High Court's School-Prayer Ruling Puts Bush's Voucher Plan in Doubt

UNEXPECTEDLY, the Supreme Court has added bricks to the wall between church and state.

In a decision barring a religious benediction at a public-school graduation, the court passed up a chance to relax the rules separating government and religion.

The decision came down Wednesday, just as the Bush administration was preparing to release its plan for a voucher-style school choice program. The court has left the Bush voucher plan on uncertain terms with the Constitution.

Under the plan, parents can take a $1,000 annual education voucher to any school they choose, including religious schools. The use of these government funds at religious schools requires some delicate footwork to avoid church-state entanglement.

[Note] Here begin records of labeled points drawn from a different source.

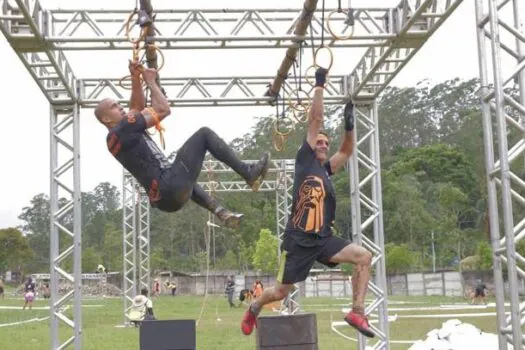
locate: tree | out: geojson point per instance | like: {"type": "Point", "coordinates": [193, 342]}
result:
{"type": "Point", "coordinates": [265, 257]}
{"type": "Point", "coordinates": [484, 253]}
{"type": "Point", "coordinates": [399, 258]}
{"type": "Point", "coordinates": [14, 249]}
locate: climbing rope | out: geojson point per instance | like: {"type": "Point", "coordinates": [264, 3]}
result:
{"type": "Point", "coordinates": [209, 230]}
{"type": "Point", "coordinates": [302, 102]}
{"type": "Point", "coordinates": [323, 46]}
{"type": "Point", "coordinates": [349, 21]}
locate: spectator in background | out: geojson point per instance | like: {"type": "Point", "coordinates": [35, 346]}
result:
{"type": "Point", "coordinates": [2, 288]}
{"type": "Point", "coordinates": [230, 289]}
{"type": "Point", "coordinates": [141, 308]}
{"type": "Point", "coordinates": [480, 293]}
{"type": "Point", "coordinates": [29, 296]}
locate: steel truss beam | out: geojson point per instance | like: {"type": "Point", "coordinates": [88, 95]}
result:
{"type": "Point", "coordinates": [367, 213]}
{"type": "Point", "coordinates": [136, 231]}
{"type": "Point", "coordinates": [136, 240]}
{"type": "Point", "coordinates": [414, 22]}
{"type": "Point", "coordinates": [65, 228]}
{"type": "Point", "coordinates": [209, 91]}
{"type": "Point", "coordinates": [393, 36]}
{"type": "Point", "coordinates": [208, 28]}
{"type": "Point", "coordinates": [48, 67]}
{"type": "Point", "coordinates": [501, 38]}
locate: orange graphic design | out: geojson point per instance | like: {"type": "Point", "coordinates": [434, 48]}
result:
{"type": "Point", "coordinates": [309, 211]}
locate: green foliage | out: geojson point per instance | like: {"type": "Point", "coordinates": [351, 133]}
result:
{"type": "Point", "coordinates": [399, 258]}
{"type": "Point", "coordinates": [228, 262]}
{"type": "Point", "coordinates": [90, 259]}
{"type": "Point", "coordinates": [433, 179]}
{"type": "Point", "coordinates": [14, 249]}
{"type": "Point", "coordinates": [484, 253]}
{"type": "Point", "coordinates": [265, 257]}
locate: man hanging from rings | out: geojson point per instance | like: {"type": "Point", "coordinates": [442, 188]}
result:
{"type": "Point", "coordinates": [308, 235]}
{"type": "Point", "coordinates": [169, 186]}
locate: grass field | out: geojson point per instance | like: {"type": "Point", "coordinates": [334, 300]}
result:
{"type": "Point", "coordinates": [100, 331]}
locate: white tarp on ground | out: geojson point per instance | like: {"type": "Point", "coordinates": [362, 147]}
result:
{"type": "Point", "coordinates": [456, 335]}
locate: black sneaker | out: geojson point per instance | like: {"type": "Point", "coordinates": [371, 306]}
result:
{"type": "Point", "coordinates": [258, 172]}
{"type": "Point", "coordinates": [229, 218]}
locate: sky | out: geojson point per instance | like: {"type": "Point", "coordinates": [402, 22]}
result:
{"type": "Point", "coordinates": [451, 52]}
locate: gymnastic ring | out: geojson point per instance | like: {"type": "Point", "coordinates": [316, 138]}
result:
{"type": "Point", "coordinates": [278, 142]}
{"type": "Point", "coordinates": [316, 52]}
{"type": "Point", "coordinates": [335, 36]}
{"type": "Point", "coordinates": [301, 116]}
{"type": "Point", "coordinates": [279, 121]}
{"type": "Point", "coordinates": [309, 81]}
{"type": "Point", "coordinates": [120, 82]}
{"type": "Point", "coordinates": [143, 31]}
{"type": "Point", "coordinates": [299, 105]}
{"type": "Point", "coordinates": [159, 52]}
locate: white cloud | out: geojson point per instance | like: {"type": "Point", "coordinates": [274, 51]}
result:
{"type": "Point", "coordinates": [450, 53]}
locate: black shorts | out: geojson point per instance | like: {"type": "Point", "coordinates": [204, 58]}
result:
{"type": "Point", "coordinates": [480, 292]}
{"type": "Point", "coordinates": [297, 259]}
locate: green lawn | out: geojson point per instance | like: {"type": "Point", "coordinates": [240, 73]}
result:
{"type": "Point", "coordinates": [100, 331]}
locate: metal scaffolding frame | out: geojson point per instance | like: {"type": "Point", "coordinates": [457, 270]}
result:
{"type": "Point", "coordinates": [282, 185]}
{"type": "Point", "coordinates": [364, 171]}
{"type": "Point", "coordinates": [136, 215]}
{"type": "Point", "coordinates": [502, 96]}
{"type": "Point", "coordinates": [66, 221]}
{"type": "Point", "coordinates": [136, 241]}
{"type": "Point", "coordinates": [42, 38]}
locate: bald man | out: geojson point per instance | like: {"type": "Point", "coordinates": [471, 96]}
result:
{"type": "Point", "coordinates": [169, 186]}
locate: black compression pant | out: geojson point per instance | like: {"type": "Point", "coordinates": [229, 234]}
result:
{"type": "Point", "coordinates": [179, 184]}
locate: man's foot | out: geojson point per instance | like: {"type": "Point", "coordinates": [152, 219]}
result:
{"type": "Point", "coordinates": [229, 218]}
{"type": "Point", "coordinates": [249, 322]}
{"type": "Point", "coordinates": [359, 322]}
{"type": "Point", "coordinates": [258, 172]}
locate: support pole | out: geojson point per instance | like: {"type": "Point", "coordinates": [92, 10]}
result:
{"type": "Point", "coordinates": [65, 239]}
{"type": "Point", "coordinates": [291, 53]}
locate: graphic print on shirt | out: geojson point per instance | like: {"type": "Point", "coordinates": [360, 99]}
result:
{"type": "Point", "coordinates": [309, 211]}
{"type": "Point", "coordinates": [157, 153]}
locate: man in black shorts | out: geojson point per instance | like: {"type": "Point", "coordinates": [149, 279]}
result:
{"type": "Point", "coordinates": [169, 186]}
{"type": "Point", "coordinates": [308, 235]}
{"type": "Point", "coordinates": [480, 293]}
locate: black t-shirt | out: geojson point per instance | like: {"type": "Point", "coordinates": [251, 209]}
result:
{"type": "Point", "coordinates": [313, 208]}
{"type": "Point", "coordinates": [131, 145]}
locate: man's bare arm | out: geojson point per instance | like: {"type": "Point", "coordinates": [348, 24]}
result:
{"type": "Point", "coordinates": [137, 100]}
{"type": "Point", "coordinates": [159, 103]}
{"type": "Point", "coordinates": [316, 112]}
{"type": "Point", "coordinates": [346, 149]}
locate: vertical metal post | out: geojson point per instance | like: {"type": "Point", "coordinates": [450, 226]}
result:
{"type": "Point", "coordinates": [129, 278]}
{"type": "Point", "coordinates": [507, 113]}
{"type": "Point", "coordinates": [65, 222]}
{"type": "Point", "coordinates": [367, 213]}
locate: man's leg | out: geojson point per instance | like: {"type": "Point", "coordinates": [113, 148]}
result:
{"type": "Point", "coordinates": [276, 293]}
{"type": "Point", "coordinates": [203, 199]}
{"type": "Point", "coordinates": [191, 156]}
{"type": "Point", "coordinates": [295, 264]}
{"type": "Point", "coordinates": [361, 258]}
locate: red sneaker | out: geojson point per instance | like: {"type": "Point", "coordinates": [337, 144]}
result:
{"type": "Point", "coordinates": [249, 321]}
{"type": "Point", "coordinates": [359, 322]}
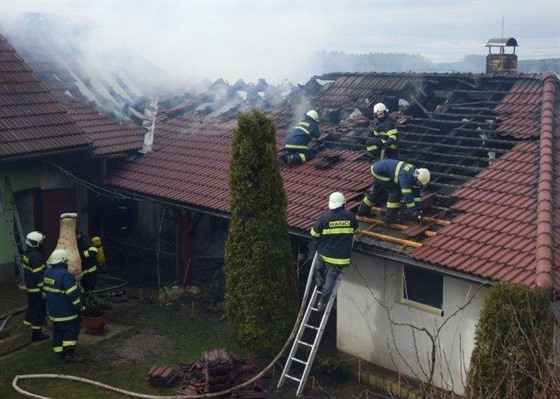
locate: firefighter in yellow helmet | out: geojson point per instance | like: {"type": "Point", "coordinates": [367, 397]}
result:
{"type": "Point", "coordinates": [297, 149]}
{"type": "Point", "coordinates": [394, 179]}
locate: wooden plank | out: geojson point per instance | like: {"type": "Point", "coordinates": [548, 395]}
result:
{"type": "Point", "coordinates": [415, 231]}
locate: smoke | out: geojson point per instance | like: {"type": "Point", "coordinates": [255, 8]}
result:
{"type": "Point", "coordinates": [275, 40]}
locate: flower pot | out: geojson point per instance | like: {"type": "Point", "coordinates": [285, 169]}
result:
{"type": "Point", "coordinates": [95, 325]}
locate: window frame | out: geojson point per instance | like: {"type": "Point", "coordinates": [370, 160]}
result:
{"type": "Point", "coordinates": [415, 303]}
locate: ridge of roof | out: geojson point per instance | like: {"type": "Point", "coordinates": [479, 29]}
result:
{"type": "Point", "coordinates": [545, 202]}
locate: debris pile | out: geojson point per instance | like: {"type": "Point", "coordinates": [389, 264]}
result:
{"type": "Point", "coordinates": [219, 370]}
{"type": "Point", "coordinates": [162, 376]}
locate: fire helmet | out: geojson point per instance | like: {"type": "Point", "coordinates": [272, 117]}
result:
{"type": "Point", "coordinates": [58, 256]}
{"type": "Point", "coordinates": [379, 107]}
{"type": "Point", "coordinates": [423, 176]}
{"type": "Point", "coordinates": [336, 200]}
{"type": "Point", "coordinates": [313, 115]}
{"type": "Point", "coordinates": [34, 239]}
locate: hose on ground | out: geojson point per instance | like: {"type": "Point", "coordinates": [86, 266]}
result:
{"type": "Point", "coordinates": [302, 308]}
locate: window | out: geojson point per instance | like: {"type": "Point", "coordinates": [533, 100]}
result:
{"type": "Point", "coordinates": [424, 288]}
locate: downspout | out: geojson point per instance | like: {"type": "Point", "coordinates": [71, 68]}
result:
{"type": "Point", "coordinates": [545, 196]}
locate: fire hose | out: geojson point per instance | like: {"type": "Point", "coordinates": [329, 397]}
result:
{"type": "Point", "coordinates": [206, 395]}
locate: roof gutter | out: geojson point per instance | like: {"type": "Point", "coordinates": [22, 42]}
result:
{"type": "Point", "coordinates": [16, 158]}
{"type": "Point", "coordinates": [545, 201]}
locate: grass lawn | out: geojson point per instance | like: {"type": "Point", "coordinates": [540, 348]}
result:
{"type": "Point", "coordinates": [141, 333]}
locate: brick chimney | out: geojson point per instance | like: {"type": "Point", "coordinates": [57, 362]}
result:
{"type": "Point", "coordinates": [497, 60]}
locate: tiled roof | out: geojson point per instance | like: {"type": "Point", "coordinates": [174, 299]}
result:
{"type": "Point", "coordinates": [190, 166]}
{"type": "Point", "coordinates": [32, 123]}
{"type": "Point", "coordinates": [491, 219]}
{"type": "Point", "coordinates": [508, 228]}
{"type": "Point", "coordinates": [109, 138]}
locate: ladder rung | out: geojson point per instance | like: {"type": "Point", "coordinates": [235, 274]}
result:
{"type": "Point", "coordinates": [293, 378]}
{"type": "Point", "coordinates": [310, 326]}
{"type": "Point", "coordinates": [295, 359]}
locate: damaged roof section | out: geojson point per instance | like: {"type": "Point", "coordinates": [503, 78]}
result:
{"type": "Point", "coordinates": [490, 143]}
{"type": "Point", "coordinates": [482, 137]}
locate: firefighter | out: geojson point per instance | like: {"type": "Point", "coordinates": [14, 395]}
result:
{"type": "Point", "coordinates": [101, 260]}
{"type": "Point", "coordinates": [334, 234]}
{"type": "Point", "coordinates": [297, 150]}
{"type": "Point", "coordinates": [385, 134]}
{"type": "Point", "coordinates": [394, 179]}
{"type": "Point", "coordinates": [64, 304]}
{"type": "Point", "coordinates": [88, 255]}
{"type": "Point", "coordinates": [33, 263]}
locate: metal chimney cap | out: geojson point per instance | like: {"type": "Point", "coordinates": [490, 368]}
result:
{"type": "Point", "coordinates": [502, 42]}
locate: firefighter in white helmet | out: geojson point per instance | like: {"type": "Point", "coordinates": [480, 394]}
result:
{"type": "Point", "coordinates": [394, 179]}
{"type": "Point", "coordinates": [384, 134]}
{"type": "Point", "coordinates": [334, 234]}
{"type": "Point", "coordinates": [64, 304]}
{"type": "Point", "coordinates": [34, 265]}
{"type": "Point", "coordinates": [297, 145]}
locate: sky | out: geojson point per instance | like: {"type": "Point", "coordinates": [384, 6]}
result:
{"type": "Point", "coordinates": [272, 39]}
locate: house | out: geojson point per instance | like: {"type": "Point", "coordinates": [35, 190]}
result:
{"type": "Point", "coordinates": [47, 151]}
{"type": "Point", "coordinates": [491, 142]}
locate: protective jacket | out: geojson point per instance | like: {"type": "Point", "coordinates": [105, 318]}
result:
{"type": "Point", "coordinates": [385, 129]}
{"type": "Point", "coordinates": [88, 254]}
{"type": "Point", "coordinates": [300, 136]}
{"type": "Point", "coordinates": [334, 232]}
{"type": "Point", "coordinates": [393, 174]}
{"type": "Point", "coordinates": [64, 301]}
{"type": "Point", "coordinates": [34, 265]}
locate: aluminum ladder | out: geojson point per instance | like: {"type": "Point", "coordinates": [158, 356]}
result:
{"type": "Point", "coordinates": [13, 224]}
{"type": "Point", "coordinates": [303, 351]}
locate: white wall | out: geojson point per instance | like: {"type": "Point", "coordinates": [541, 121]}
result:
{"type": "Point", "coordinates": [372, 324]}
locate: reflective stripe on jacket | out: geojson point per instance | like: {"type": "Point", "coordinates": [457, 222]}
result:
{"type": "Point", "coordinates": [334, 232]}
{"type": "Point", "coordinates": [386, 130]}
{"type": "Point", "coordinates": [64, 301]}
{"type": "Point", "coordinates": [33, 263]}
{"type": "Point", "coordinates": [88, 255]}
{"type": "Point", "coordinates": [401, 175]}
{"type": "Point", "coordinates": [300, 136]}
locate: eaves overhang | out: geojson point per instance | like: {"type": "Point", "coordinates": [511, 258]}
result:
{"type": "Point", "coordinates": [50, 154]}
{"type": "Point", "coordinates": [404, 259]}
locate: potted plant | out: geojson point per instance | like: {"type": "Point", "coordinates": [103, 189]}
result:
{"type": "Point", "coordinates": [95, 314]}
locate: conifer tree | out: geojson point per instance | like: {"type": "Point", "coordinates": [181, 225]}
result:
{"type": "Point", "coordinates": [513, 354]}
{"type": "Point", "coordinates": [260, 277]}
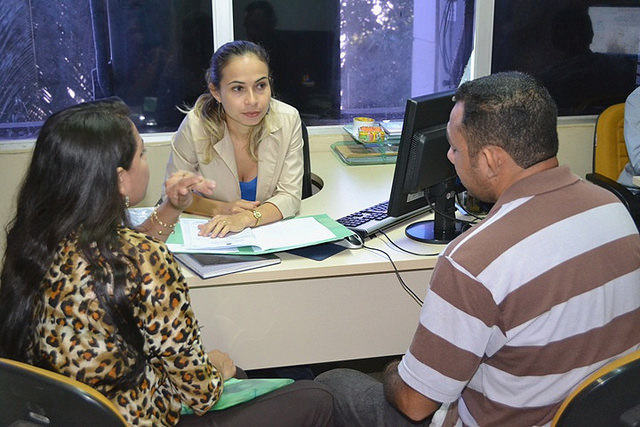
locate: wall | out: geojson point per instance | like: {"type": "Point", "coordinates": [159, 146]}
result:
{"type": "Point", "coordinates": [576, 150]}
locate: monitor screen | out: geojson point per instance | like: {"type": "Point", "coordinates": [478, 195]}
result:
{"type": "Point", "coordinates": [423, 173]}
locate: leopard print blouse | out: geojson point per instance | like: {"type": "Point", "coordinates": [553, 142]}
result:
{"type": "Point", "coordinates": [73, 338]}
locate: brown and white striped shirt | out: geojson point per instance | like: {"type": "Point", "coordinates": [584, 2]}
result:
{"type": "Point", "coordinates": [528, 303]}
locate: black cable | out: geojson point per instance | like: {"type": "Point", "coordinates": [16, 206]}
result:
{"type": "Point", "coordinates": [465, 221]}
{"type": "Point", "coordinates": [407, 289]}
{"type": "Point", "coordinates": [466, 211]}
{"type": "Point", "coordinates": [406, 250]}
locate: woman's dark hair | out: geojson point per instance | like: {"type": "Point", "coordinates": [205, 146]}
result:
{"type": "Point", "coordinates": [211, 112]}
{"type": "Point", "coordinates": [71, 191]}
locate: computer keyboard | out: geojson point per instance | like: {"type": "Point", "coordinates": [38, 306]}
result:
{"type": "Point", "coordinates": [368, 221]}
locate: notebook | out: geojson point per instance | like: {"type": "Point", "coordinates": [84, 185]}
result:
{"type": "Point", "coordinates": [212, 265]}
{"type": "Point", "coordinates": [238, 391]}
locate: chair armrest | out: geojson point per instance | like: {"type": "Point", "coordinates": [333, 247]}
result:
{"type": "Point", "coordinates": [631, 201]}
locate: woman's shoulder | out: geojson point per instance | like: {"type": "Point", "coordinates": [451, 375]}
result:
{"type": "Point", "coordinates": [284, 115]}
{"type": "Point", "coordinates": [143, 244]}
{"type": "Point", "coordinates": [283, 108]}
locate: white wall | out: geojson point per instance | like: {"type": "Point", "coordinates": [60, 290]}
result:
{"type": "Point", "coordinates": [576, 140]}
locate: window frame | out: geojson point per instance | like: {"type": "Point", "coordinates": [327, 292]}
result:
{"type": "Point", "coordinates": [222, 22]}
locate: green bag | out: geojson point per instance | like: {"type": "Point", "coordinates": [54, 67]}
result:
{"type": "Point", "coordinates": [238, 391]}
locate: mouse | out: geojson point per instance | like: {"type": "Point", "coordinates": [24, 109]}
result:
{"type": "Point", "coordinates": [353, 241]}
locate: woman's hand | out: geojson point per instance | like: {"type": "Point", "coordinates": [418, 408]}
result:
{"type": "Point", "coordinates": [180, 185]}
{"type": "Point", "coordinates": [223, 363]}
{"type": "Point", "coordinates": [220, 225]}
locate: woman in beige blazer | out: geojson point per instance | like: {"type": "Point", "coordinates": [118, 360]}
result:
{"type": "Point", "coordinates": [247, 142]}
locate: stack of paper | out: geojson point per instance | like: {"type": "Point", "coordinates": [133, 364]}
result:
{"type": "Point", "coordinates": [279, 236]}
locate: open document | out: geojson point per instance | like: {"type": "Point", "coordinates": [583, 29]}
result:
{"type": "Point", "coordinates": [279, 236]}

The Bush administration argued, in briefs to the court, for allowing the graduation prayer and loosening the standard that bars religion from much of public life. Most court-watchers thought that the court would loosen the standards, even if the prayer in the case still was not acceptable. That can still happen in a future case.

For most of the past decade, Supreme Court justices have expressed growing discomfort with the church-state separation doctrine spelled out by Chief Justice Warren Burger in 1971. The doctrine was a strict one. Under the so-called "Lemon test," named after the case, government action must neither advance nor inhibit religion, and it must not foster excessive entanglement between church and state.

A number of justices have expressed a willingness to bar the state only from coercing people into religious practice or expression. One of them is Justice Anthony Kennedy, who wrote the majority opinion in the case this week. But Justice Kennedy and the court's slim 5-4 majority decided they did not need to draft new principles to govern church-state relations to decide this case. The element of subtle state coercion in a religious activity was too clear and strong to force broader questions, Kennedy exp lained in his opinion.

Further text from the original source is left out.